The growing stress on the prescriptive dimension of language among the Victorians, Bailey is able to show, arose from the expansion and deepening of literacy, thanks to the spread of "recreational literacy" in the 1840s and 1850s, and from the enormous success of English as a world language, thanks to British and American military and commercial penetration of the non-Anglophone world. The spread of this political and geographical hegemony imparted in turn a heightened resonance and gravity to the felt importance of a "standard" English during the period of colonial expansion. As the tolerance for linguistic deviation dwindled, however, deviant speakers and writers came to be viewed as "low" persons or linguistic pariahs. Even the respected Victorian descriptive phonetician Alexander Ellis, who thought the crushing social penalties imposed upon linguistic divergence from the London prestige dialect to be absurd and wholly unreasonable, felt compelled to agree that by 1869 it was "social suicide" for anyone to pronounce heart as eart.

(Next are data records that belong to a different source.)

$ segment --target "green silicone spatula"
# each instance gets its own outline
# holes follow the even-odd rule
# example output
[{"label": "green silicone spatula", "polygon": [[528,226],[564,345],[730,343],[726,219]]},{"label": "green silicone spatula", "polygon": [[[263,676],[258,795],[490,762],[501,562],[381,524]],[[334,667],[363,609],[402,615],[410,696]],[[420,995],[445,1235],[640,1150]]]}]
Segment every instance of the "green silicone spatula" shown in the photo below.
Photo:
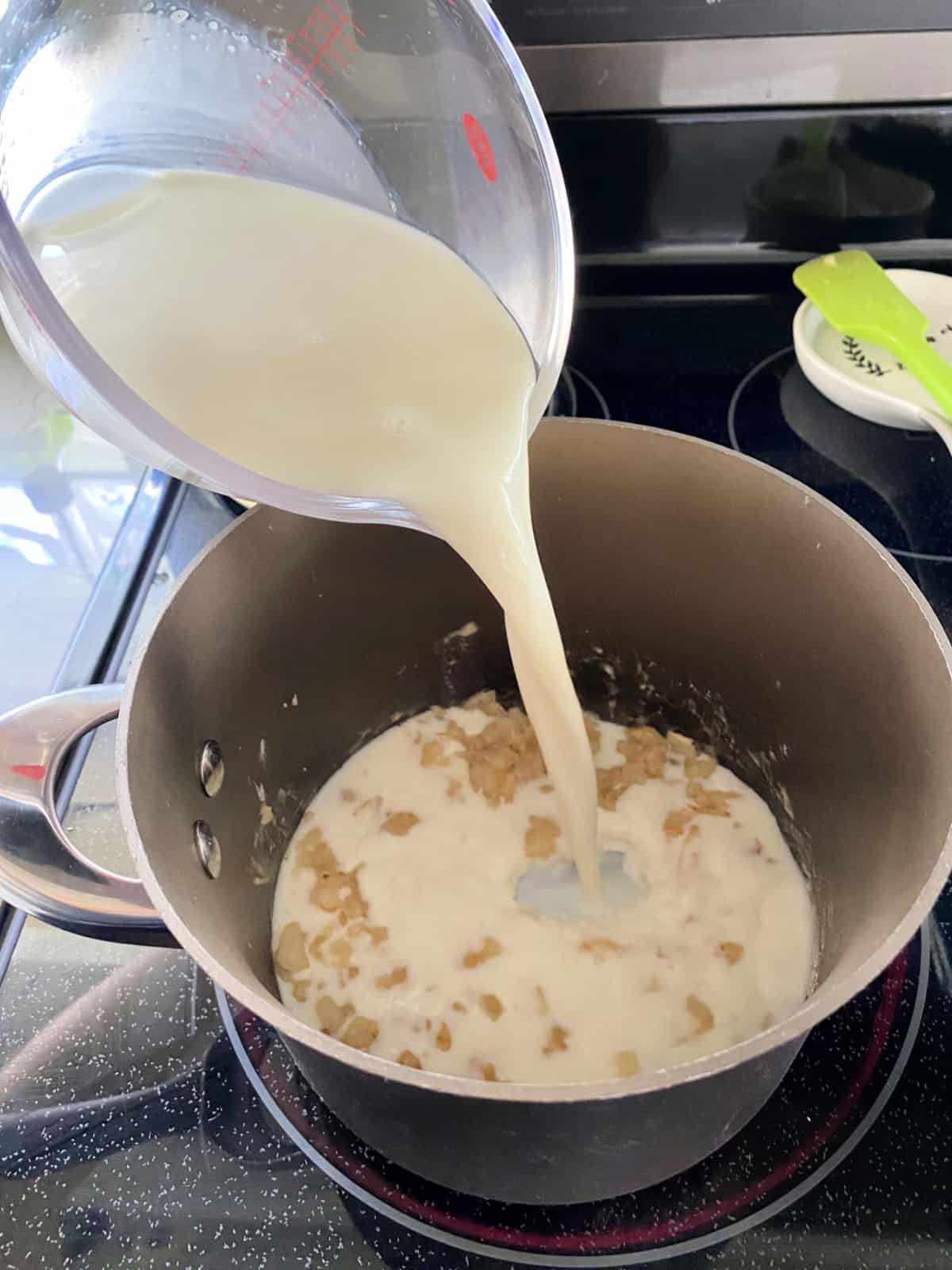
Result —
[{"label": "green silicone spatula", "polygon": [[[868,251],[834,251],[807,260],[793,271],[793,282],[842,335],[889,349],[952,418],[952,366],[925,339],[925,314]],[[943,427],[943,432],[948,444],[952,429]]]}]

Bailey's own sympathies, it must be said, are on the side of the older descriptive philology whose history he is writing. Though today William Safire's chatty suggestions for grammatical improvement pale beside the stern rebukes administered in works like Thomas Preston's Victorian Dictionary of Daily Blunders, Bailey tends to see the old bogey of prescriptivism even in Safire's amateurish linguistic divagations. "If there is one heritage of the nineteenth-century language that survives most vigorously," he laments, "it is the institutionalization of hierarchy among linguistic variants." And in Bailey's defense it should be said that in his view the modern legacy of nineteenth-century prescriptivism is serious business, having in our own time encouraged such pernicious developments as the demand for literacy tests in voting, the habit of hurtfully lampooning the "linguistically different" and more recently, regulation of university and professional admissions "by measurements designed to exclude people whose English was not regarded as worthy."

Nonetheless, some contemporary linguists have been disposed to take the normative element in language seriously, not least because the idea of using language in "right" and "wrong" ways is taken with such extreme seriousness within linguistic communities. We have long since come to understand, after all, that a great deal is to be gained by seeing cultures as symbolic systems in which apparently trivial details—a tattoo, a tweed jacket, a Hermès handbag—may carry an immense weight of social significance. To fail to see that the same logic is at work in speech or language is arguably to miss a great deal of what is there. Still, anti-prescriptivism is scarcely dead yet, which is why one may glimpse the attitudes of Bloomfieldian positivism in a work as otherwise thoroughly up-to-date as Steven Pinker's The Language Instinct (1995). This positivism, even as it gives way to a more complex view of how language actually operates in human communities, will retain its interest as an episode in the history of modern linguistics. No better account of that episode could be imagined than Richard Bailey's Nineteenth-Century English.